Voilà ! La preuve que Gaëtane était sur la voie de la guérison. Elle reprenait goût au combat : la grande lutte contre l'injustice, contre l'avidité d'une poignée d'êtres humains et pour sauver notre planète si belle et si extraordinaire, perdue dans l'immensité désertique de l'univers. « There is no planet B » avait été son credo bien avant que Greta Thunberg ne scande ce slogan à travers le monde. Elle triait le verre et le papier bien avant que les collectivités n'installent des containers et manifestait contre le racisme longtemps avant que l'extrême droite n'ait de réelles possibilités d'accéder au pouvoir. Verte et rouge, elle était de tous les combats, pourvu qu'ils soient justes, universels et démocratiques.

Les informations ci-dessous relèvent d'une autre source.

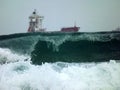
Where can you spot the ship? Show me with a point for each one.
(70, 29)
(35, 24)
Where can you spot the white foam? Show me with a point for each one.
(6, 55)
(79, 76)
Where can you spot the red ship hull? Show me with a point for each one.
(70, 29)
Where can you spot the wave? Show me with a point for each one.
(66, 47)
(62, 76)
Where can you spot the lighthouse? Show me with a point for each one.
(35, 24)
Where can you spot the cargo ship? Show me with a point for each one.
(35, 24)
(70, 29)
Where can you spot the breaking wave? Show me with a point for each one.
(65, 61)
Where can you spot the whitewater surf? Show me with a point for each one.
(60, 61)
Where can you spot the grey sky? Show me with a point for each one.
(90, 15)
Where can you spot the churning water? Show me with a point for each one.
(43, 62)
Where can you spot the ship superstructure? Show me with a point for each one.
(35, 24)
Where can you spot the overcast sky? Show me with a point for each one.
(90, 15)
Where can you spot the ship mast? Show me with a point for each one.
(35, 24)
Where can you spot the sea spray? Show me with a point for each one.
(60, 76)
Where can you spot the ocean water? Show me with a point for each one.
(42, 61)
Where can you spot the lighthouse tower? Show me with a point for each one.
(35, 24)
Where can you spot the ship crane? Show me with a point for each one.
(35, 24)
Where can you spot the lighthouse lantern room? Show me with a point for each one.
(35, 24)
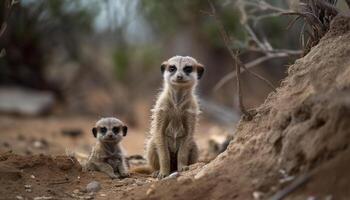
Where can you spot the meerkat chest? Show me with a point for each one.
(176, 129)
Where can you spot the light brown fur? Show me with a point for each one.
(171, 146)
(107, 155)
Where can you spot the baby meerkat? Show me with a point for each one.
(171, 146)
(107, 155)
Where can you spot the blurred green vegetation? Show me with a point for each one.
(34, 30)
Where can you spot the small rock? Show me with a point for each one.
(42, 198)
(329, 197)
(311, 198)
(6, 144)
(93, 186)
(27, 186)
(184, 179)
(76, 191)
(258, 195)
(20, 137)
(171, 176)
(151, 190)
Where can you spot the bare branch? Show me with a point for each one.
(250, 65)
(236, 61)
(348, 2)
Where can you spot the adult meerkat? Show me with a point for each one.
(171, 146)
(107, 155)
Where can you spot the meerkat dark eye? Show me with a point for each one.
(188, 69)
(103, 130)
(172, 68)
(115, 130)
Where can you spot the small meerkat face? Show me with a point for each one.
(109, 130)
(182, 71)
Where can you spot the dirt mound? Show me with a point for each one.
(36, 176)
(300, 136)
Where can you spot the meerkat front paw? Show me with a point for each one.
(162, 175)
(124, 175)
(114, 176)
(183, 168)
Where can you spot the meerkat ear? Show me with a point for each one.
(163, 66)
(94, 131)
(200, 70)
(125, 130)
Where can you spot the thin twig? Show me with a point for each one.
(236, 61)
(8, 4)
(250, 65)
(301, 180)
(348, 2)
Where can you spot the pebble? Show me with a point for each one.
(171, 176)
(93, 186)
(258, 195)
(151, 190)
(42, 198)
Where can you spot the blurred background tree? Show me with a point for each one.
(103, 57)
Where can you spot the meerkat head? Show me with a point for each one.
(182, 71)
(109, 130)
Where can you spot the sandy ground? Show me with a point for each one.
(34, 150)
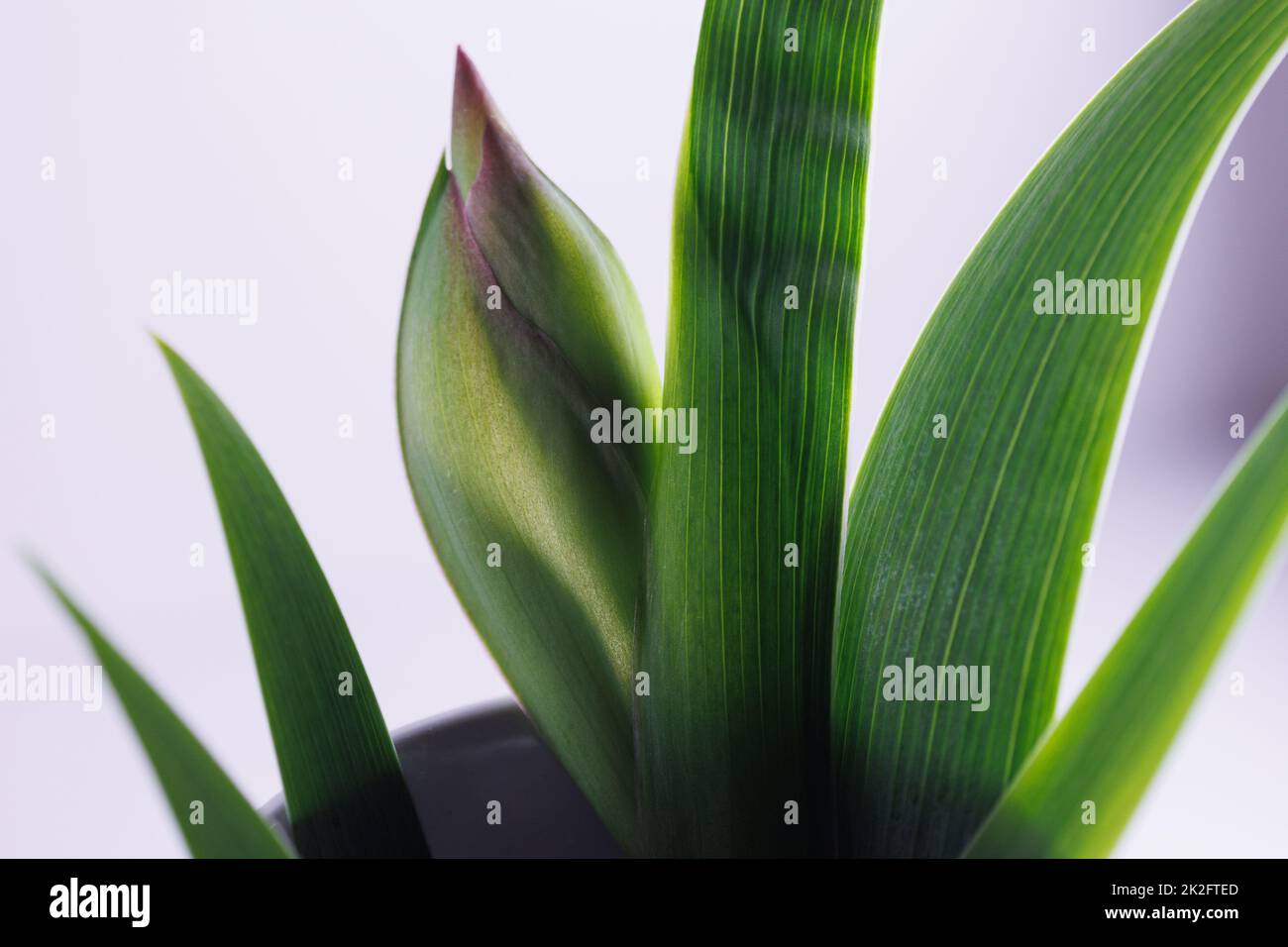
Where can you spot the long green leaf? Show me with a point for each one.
(344, 789)
(1108, 746)
(746, 528)
(228, 826)
(969, 522)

J'étais donc contente que le sang de la saine colère bouille à nouveau dans ses veines. Pour autant, je savais que la guérison prendrait du temps et la perspective de son retour en France ne me réjouissait pas. En dépit du climat doux et des ciels bleus de Corse, il me semblait qu'elle était mieux en Polynésie, sur son cocon flottant, entourée d'amis, sous le soleil tropical, dans ces îles colorées et envoûtantes où elle découvrait chaque jour de nouveaux paysages. Mais il est vrai que rester, c'était prendre le risque qu'elle retourne auprès de Gwen et qu'elle y reste. Pas qu'il me déplaise, à cette époque je n'en avais pas assez entendu sur le personnage pour m'en faire une idée assez précise et réaliste, il avait simplement eu la mauvaise idée d'habiter de l'autre côté de la terre, ce qui en cas de coup dur, ne me permettait pas de me rendre auprès de Gaëtane en moins de deux jours au bas mot. Je n'osai donc pas évoquer son prétendant et préférai continuer cette conversation téléphonique sur ce week-end soi-disant exceptionnel et les événements qui s'étaient déroulés depuis la dernière fois où elle avait eu de la connexion téléphonique.
C'est donc plein d'énergie que l'équipage réduit était parti pour Tapivai, la longue baie la plus à l'est de la côte sud de Nuku Hiva. Mouillage tranquille, mer foncée, sable marron, quelques maisons le long de la rivière. Objectif : plongée sur le sec à l'entrée de la baie. « Un must », lui avait-on assuré. Les bouteilles de plongée entassées dans la petite annexe, ils atteignirent le site au lever du soleil. L'eau était lisse, mais autour du sec, ils découvrirent des bouillonnements incessants. A peine immergés, ils en eurent l'explication : des sardines frénétiques formaient comme un fluide jusqu'en surface et se mélangeaient par endroits à des bancs de carangues bleues, de chirurgiens et de jack psychédéliques. Au milieu de toute cette vie, croisaient des bonites, des thons, des requins gris et argentés, et volant au-dessus de toute cette agitation, des raies-manta curieuses.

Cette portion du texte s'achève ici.